Et qu’est-ce que l’aventure, justement, vous a procuré ?

Déjà, être lauréates de ce prix rend fières. On a envie de s’investir davantage dans les examens et les concours. Quant au brevet de pilotage, c’est aussi une fierté. Toutes les trois, nous n’avons même pas l’âge du permis voiture! Et c’est surtout une formidable sensation de liberté. Le « lâcher » – la première fois où l’on décolle seule – est impressionnant. D’abord le moniteur demande, « tu es prête pour ton solo? » On voudrait dire qu’on ne se sent pas bien.Mais on lui fait confiance puisqu’il a confiance en nous… Alors, on décolle. On reste concentrée. La moindre inattention peut tout gâcher. Mais à l’atterrissage, toutes les trois, nous avions le plus grand sourire du monde.

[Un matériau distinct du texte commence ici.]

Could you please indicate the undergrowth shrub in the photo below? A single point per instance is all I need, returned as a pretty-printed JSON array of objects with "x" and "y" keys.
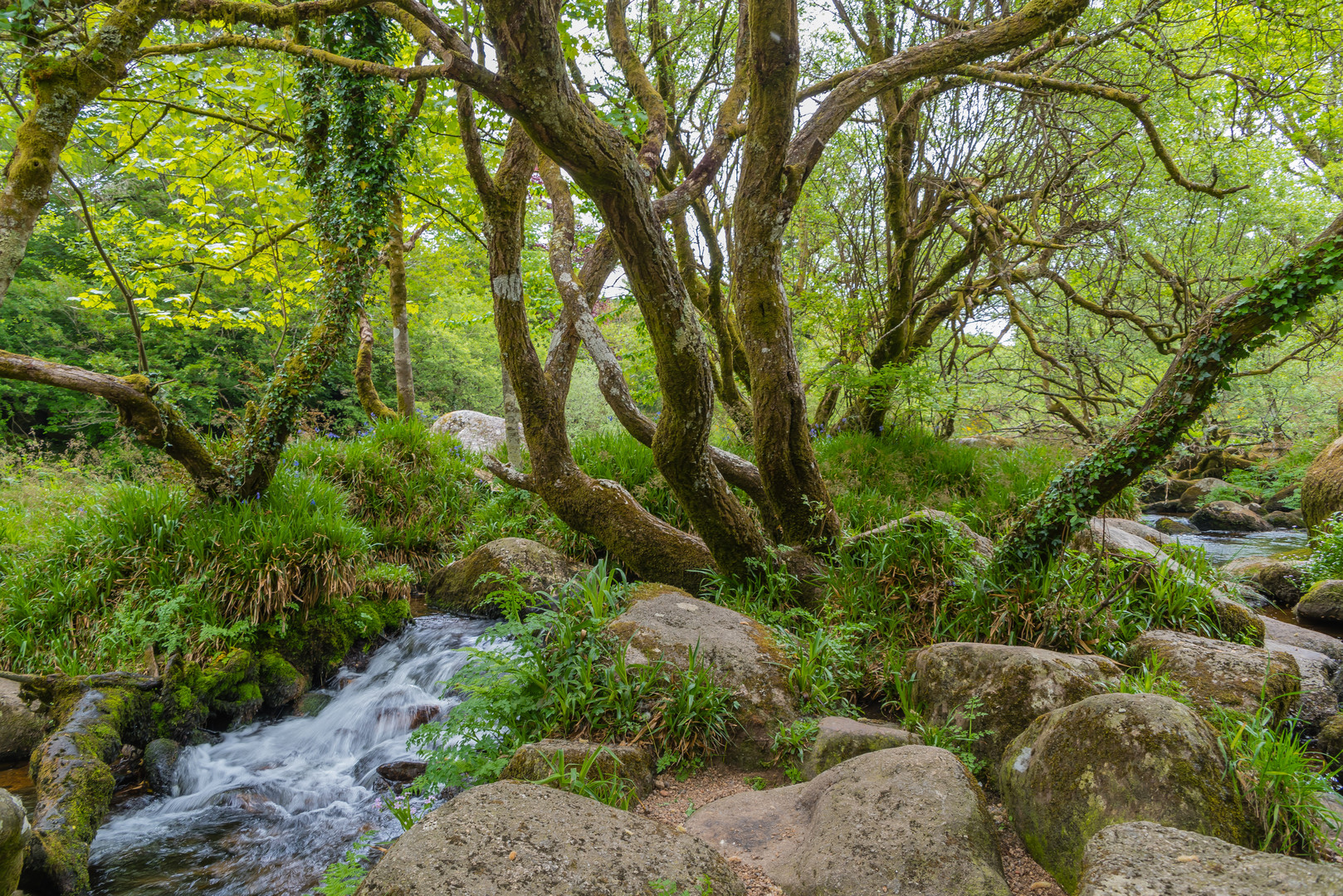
[
  {"x": 1287, "y": 789},
  {"x": 560, "y": 674},
  {"x": 408, "y": 488},
  {"x": 1327, "y": 550},
  {"x": 148, "y": 563}
]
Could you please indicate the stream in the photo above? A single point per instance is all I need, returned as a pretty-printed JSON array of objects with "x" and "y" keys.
[{"x": 271, "y": 805}]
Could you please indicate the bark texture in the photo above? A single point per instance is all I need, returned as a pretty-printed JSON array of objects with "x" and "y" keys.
[{"x": 1223, "y": 336}]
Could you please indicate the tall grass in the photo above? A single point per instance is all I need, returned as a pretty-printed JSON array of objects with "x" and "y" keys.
[
  {"x": 117, "y": 567},
  {"x": 408, "y": 488}
]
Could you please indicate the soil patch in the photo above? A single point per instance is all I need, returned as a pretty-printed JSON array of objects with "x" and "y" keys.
[{"x": 675, "y": 801}]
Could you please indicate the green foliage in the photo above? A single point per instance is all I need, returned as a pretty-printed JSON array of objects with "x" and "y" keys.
[
  {"x": 563, "y": 674},
  {"x": 411, "y": 489},
  {"x": 875, "y": 480},
  {"x": 587, "y": 779},
  {"x": 791, "y": 744},
  {"x": 1287, "y": 789},
  {"x": 664, "y": 887},
  {"x": 343, "y": 878},
  {"x": 1327, "y": 550}
]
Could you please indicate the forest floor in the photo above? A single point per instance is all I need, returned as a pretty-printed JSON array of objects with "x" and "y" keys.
[{"x": 675, "y": 801}]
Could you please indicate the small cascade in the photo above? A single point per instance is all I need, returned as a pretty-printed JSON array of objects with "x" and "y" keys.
[{"x": 271, "y": 805}]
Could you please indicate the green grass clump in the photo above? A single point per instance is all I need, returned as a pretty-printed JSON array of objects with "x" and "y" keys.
[
  {"x": 408, "y": 488},
  {"x": 98, "y": 571},
  {"x": 560, "y": 674},
  {"x": 1287, "y": 789}
]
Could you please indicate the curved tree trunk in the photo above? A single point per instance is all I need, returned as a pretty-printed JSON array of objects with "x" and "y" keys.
[
  {"x": 1223, "y": 336},
  {"x": 608, "y": 169},
  {"x": 61, "y": 90},
  {"x": 369, "y": 397},
  {"x": 397, "y": 301},
  {"x": 787, "y": 462}
]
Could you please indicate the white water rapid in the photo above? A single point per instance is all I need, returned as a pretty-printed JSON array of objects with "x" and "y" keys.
[{"x": 269, "y": 806}]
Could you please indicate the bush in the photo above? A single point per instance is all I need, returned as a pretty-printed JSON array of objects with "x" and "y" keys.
[{"x": 1327, "y": 550}]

Cette victoire a-t-elle changé quelque chose en vous ?

Davantage de maturité et de confiance en soi, de maîtrise des émotions et de facilité à se concentrer. Un sens accru du travail en équipe, également, et surtout, un changement de regard. On dit que les adolescents sont toujours un peu égoïstes… Alors, rencontrer des gens prêts à prendre sur leur temps pour en aider d’autres à réussir, ça donne envie de les imiter. Nous savons où nous désirons aller: pour Agathe, le droit puis le barreau ou les ressources humaines. Les lettres pour Charlotte, avec en point de mire l’interprétariat ou une carrière de navigante commerciale. Et pour Maëva la médecine, suivie peut-être d’un engagement humanitaire. Mais nous connaissons dorénavant le plaisir de recevoir, par la générosité des autres, une chose qui semblait inaccessible.